The spate of violence in Negros Oriental that has killed more than 20 people over a month could force President Rodrigo Duterte to put the province under martial law but rights advocates opposing the move say a militarist solution is not the answer while a top police officer says the situation is under control.

Presidential Spokesperson Salvador Panelo, in a press briefing on Aug 1, said Duterte would likely invoke emergency powers “soon” to stop violence in the province wracked by land disputes. “He has many options under the Constitution. He can call the Armed Forces of the Philippines to quell lawless violence. He can declare martial law.”

CHR Spokesperson Jacqueline Ann de Guia told VERA Files that the killings in Negros are a cause for “grave concern” but their office does not see the need to declare Martial Law on the island.

“What we are trying to avoid is the normalization of measures reserved for extraordinary cases concerning national safety,” she added.

Duterte’s threat to place Negros Oriental under martial law followed the rampant killings in the central Philippine province, where a total of 21 people were killed from July 18 to 27, including a lawyer, a barangay captain, a city councilor, a former mayor, and a one-year-old child.

On July 25, seven people were killed in a span of 24 hours. On July 18, four cops were ambushed by the New People’s Army in Barangay Mabato in Ayungon town.

Amid the violence and a possible martial law declaration in the province, Philippine National Police (PNP) Spokesperson Brig. Gen. Bernardo Banac, in a television interview, assured the public that the situation in Negros Oriental is under control.

“There is no need to be alarmed or afraid. The public may go on with their daily activities. We assure the public we are doing our best to maintain peace and order,” Banac said, adding that more security forces were sent to the province to augment the current complement there.

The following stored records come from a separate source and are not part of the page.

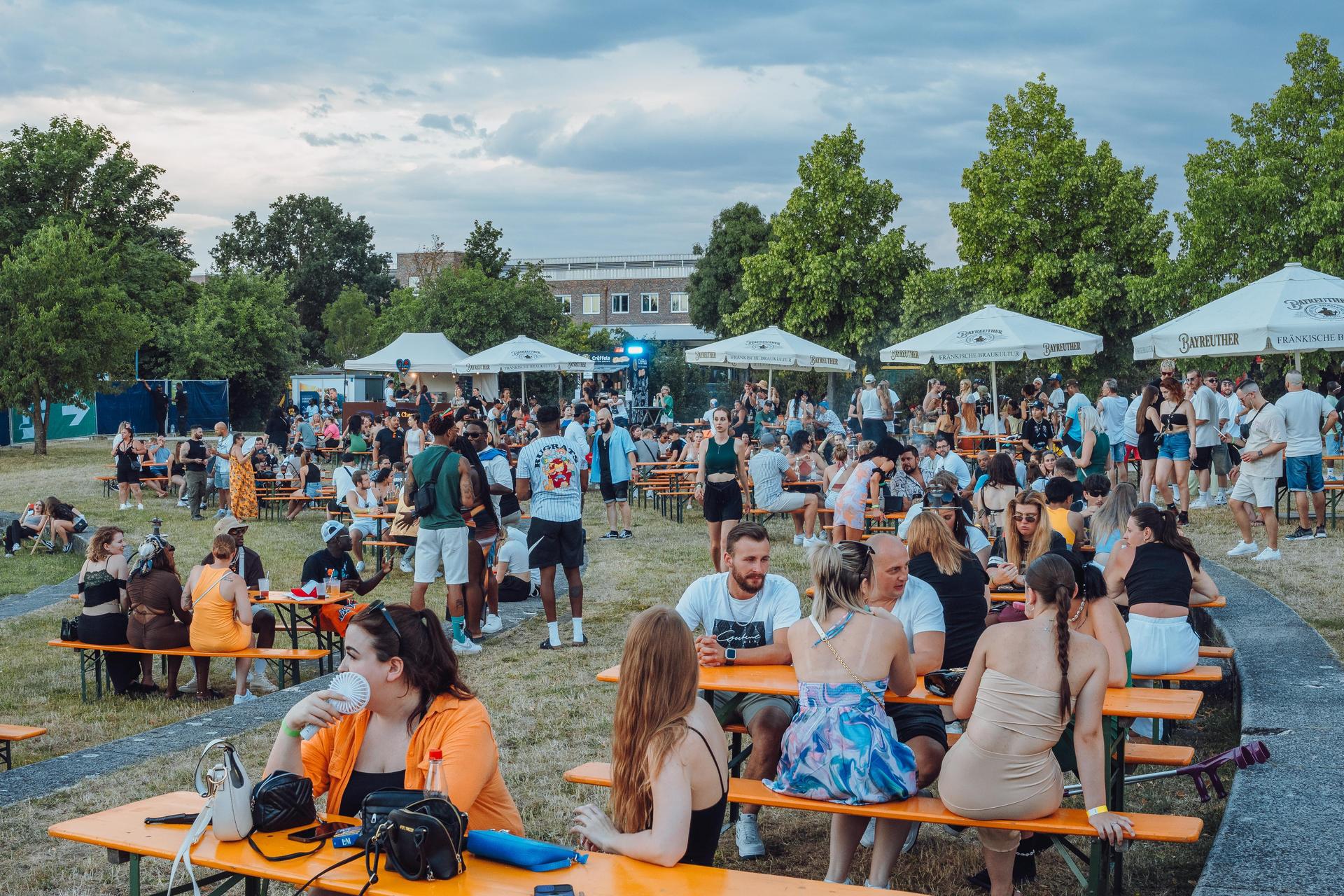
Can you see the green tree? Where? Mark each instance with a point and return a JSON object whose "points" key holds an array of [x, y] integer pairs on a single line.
{"points": [[1054, 232], [349, 321], [483, 248], [69, 321], [244, 330], [835, 269], [316, 246], [715, 285]]}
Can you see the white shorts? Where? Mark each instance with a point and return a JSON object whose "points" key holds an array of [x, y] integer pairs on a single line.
{"points": [[447, 546], [1260, 491]]}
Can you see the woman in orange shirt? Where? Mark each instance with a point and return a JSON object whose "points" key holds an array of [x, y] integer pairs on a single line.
{"points": [[417, 703]]}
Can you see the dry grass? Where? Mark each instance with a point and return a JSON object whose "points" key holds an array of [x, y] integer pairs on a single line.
{"points": [[549, 715]]}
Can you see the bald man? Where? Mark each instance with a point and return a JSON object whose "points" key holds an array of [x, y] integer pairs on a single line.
{"points": [[917, 606]]}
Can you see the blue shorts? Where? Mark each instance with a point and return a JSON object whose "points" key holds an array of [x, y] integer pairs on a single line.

CHR’s De Guia said the violence in Negros “adds to the growing number of killings in the country that needs to be resolved and given due justice.” She said their office has already deployed investigators to look into the killings.

The violence in Negros, the hotbed of the communist insurgency during the martial law years

under ex-president Ferdinand Marcos, has also alarmed the Roman Catholic hierarchy in the province, prompting bishops to call on parishes, chaplaincies, mission stations, and religious houses to ring the church bells every 8 p.m. starting July 28 until the killings stop.

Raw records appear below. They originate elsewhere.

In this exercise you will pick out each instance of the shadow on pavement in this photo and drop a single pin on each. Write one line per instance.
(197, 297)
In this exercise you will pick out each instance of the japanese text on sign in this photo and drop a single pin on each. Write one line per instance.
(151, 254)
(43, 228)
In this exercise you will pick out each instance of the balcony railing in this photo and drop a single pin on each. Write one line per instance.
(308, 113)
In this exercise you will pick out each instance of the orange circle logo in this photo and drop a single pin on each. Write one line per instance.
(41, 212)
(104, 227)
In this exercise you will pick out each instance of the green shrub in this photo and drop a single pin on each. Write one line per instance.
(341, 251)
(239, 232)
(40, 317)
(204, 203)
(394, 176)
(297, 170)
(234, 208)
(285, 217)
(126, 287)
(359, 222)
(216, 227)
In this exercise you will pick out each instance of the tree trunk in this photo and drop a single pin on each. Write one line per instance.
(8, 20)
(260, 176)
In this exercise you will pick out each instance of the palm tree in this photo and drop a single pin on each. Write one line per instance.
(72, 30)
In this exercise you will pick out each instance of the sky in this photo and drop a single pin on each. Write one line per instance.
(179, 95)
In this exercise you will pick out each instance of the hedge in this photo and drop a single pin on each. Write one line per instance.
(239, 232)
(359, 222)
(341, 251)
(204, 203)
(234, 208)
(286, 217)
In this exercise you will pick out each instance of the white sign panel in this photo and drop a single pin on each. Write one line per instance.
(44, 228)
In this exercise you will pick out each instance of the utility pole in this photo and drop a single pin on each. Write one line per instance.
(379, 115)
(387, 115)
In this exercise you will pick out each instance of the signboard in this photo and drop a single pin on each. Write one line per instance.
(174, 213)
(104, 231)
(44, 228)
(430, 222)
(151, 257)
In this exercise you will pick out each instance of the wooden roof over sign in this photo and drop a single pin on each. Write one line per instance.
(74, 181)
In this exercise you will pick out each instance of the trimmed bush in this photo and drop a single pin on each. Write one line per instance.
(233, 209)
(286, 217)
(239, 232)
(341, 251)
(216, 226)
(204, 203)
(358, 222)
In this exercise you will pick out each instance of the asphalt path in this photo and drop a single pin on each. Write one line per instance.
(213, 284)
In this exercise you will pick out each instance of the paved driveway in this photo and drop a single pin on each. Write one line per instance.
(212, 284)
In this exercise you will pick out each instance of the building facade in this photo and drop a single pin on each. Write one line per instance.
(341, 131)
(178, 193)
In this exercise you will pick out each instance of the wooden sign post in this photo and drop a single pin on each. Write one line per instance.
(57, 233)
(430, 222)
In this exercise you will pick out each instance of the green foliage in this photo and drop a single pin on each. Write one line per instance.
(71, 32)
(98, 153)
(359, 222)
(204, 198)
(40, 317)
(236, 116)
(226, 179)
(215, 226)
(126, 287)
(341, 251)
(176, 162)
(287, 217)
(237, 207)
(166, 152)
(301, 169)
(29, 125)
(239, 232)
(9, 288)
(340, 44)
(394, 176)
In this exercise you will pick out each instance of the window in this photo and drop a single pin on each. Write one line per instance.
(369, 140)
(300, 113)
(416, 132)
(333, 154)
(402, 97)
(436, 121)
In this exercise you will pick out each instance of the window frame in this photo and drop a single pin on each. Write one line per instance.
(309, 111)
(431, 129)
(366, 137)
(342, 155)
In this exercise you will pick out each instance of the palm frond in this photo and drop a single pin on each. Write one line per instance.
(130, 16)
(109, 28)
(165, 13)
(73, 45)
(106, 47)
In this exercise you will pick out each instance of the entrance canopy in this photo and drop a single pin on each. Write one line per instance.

For human rights group Defend Negros, “A militarist solution such as the declaration of Martial Law, and more tyrannical actions, would never be the solution to the alarming situation in Negros.”

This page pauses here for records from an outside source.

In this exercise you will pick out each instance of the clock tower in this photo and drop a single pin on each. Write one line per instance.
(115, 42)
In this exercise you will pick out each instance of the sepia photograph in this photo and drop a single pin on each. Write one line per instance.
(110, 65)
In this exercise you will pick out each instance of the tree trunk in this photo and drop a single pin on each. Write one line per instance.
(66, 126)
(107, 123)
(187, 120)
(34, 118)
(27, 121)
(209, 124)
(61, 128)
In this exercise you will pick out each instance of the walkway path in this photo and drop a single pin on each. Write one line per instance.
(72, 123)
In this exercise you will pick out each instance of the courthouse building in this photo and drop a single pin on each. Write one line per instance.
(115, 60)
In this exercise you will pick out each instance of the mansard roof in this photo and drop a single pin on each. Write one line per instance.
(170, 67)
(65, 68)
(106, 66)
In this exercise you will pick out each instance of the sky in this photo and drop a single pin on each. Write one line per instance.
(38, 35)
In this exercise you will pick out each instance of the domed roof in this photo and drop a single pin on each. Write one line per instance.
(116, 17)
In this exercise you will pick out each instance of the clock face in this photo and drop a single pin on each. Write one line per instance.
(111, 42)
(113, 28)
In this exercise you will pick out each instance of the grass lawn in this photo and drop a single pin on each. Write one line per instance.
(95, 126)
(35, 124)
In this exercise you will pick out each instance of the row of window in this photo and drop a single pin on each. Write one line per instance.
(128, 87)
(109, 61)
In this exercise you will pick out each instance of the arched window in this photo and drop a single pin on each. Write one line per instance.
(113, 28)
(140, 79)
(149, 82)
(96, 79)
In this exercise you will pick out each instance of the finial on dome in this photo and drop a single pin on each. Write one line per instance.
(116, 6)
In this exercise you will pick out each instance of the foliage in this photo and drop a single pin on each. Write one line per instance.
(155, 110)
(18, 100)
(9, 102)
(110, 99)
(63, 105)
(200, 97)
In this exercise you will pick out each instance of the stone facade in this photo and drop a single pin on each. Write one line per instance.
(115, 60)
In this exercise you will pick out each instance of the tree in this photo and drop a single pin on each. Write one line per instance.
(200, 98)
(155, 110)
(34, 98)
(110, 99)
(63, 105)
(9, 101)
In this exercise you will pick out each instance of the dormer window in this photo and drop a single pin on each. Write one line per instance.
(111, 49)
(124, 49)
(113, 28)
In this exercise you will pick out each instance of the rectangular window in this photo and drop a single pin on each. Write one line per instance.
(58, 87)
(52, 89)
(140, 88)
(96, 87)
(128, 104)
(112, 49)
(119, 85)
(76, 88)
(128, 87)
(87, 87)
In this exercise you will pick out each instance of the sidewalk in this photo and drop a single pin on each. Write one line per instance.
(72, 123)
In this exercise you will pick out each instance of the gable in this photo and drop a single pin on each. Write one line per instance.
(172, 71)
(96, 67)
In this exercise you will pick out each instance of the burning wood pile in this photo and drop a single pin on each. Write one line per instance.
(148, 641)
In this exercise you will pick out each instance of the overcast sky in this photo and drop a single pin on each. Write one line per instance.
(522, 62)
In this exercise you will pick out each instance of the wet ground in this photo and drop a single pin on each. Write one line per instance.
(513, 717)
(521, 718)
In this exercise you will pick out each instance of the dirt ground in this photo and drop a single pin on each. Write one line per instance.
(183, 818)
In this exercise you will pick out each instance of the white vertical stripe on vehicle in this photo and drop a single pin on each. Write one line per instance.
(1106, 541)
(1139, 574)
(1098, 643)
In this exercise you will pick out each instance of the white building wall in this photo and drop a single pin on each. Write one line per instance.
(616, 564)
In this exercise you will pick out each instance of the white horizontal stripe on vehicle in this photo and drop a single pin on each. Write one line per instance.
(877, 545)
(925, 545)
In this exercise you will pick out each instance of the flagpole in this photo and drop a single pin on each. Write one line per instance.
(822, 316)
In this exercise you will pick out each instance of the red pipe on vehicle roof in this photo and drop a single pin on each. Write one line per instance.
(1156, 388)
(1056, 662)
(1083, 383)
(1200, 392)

“We have witnessed what happened in Mindanao after the declaration of Martial Law in 2017. In the aftermath, we saw Marawi in irreparable ruins, and the entire Mindanao island and its people, gripped under repressive rule and fear,” the group said in a press statement.

“While we mourn over the rising number of brutal deaths in Negros, we also rage against state policies that have sanctioned these attacks — Executive Order No. 70 and Memorandum Order No. 32, approved by the President Duterte, also the concurrent Commander-in-Chief of the Armed Forces of the Philippines,” the group added.

Back in November 2018, Duterte issued Memorandum Order No. 32 deploying more cops and soldiers to Negros Oriental and Negros Occidental, aside from Samar province and Bicol.

The order directed the police and military to prevent “sporadic acts of violence” committed by “lawless groups” from “spreading and escalating elsewhere in the country.”

Rights group Karapatan also sees that the declaration of martial law in Negros “will significantly impact” the human rights situation on the island.

“As what we have seen in the course of martial law implementation in Mindanao, we foresee extrajudicial killings, arbitrary arrests and detention, torture, forced surrender, forcible evacuation and other rights violations that will wantonly be committed by State forces once martial law is declared in Negros,” Karapatan Secretary General Cristina Palabay said.

“We call on Negrenses and the Filipino people to oppose this spiralling descent to full-blown dictatorship in the country,” Palabay urged.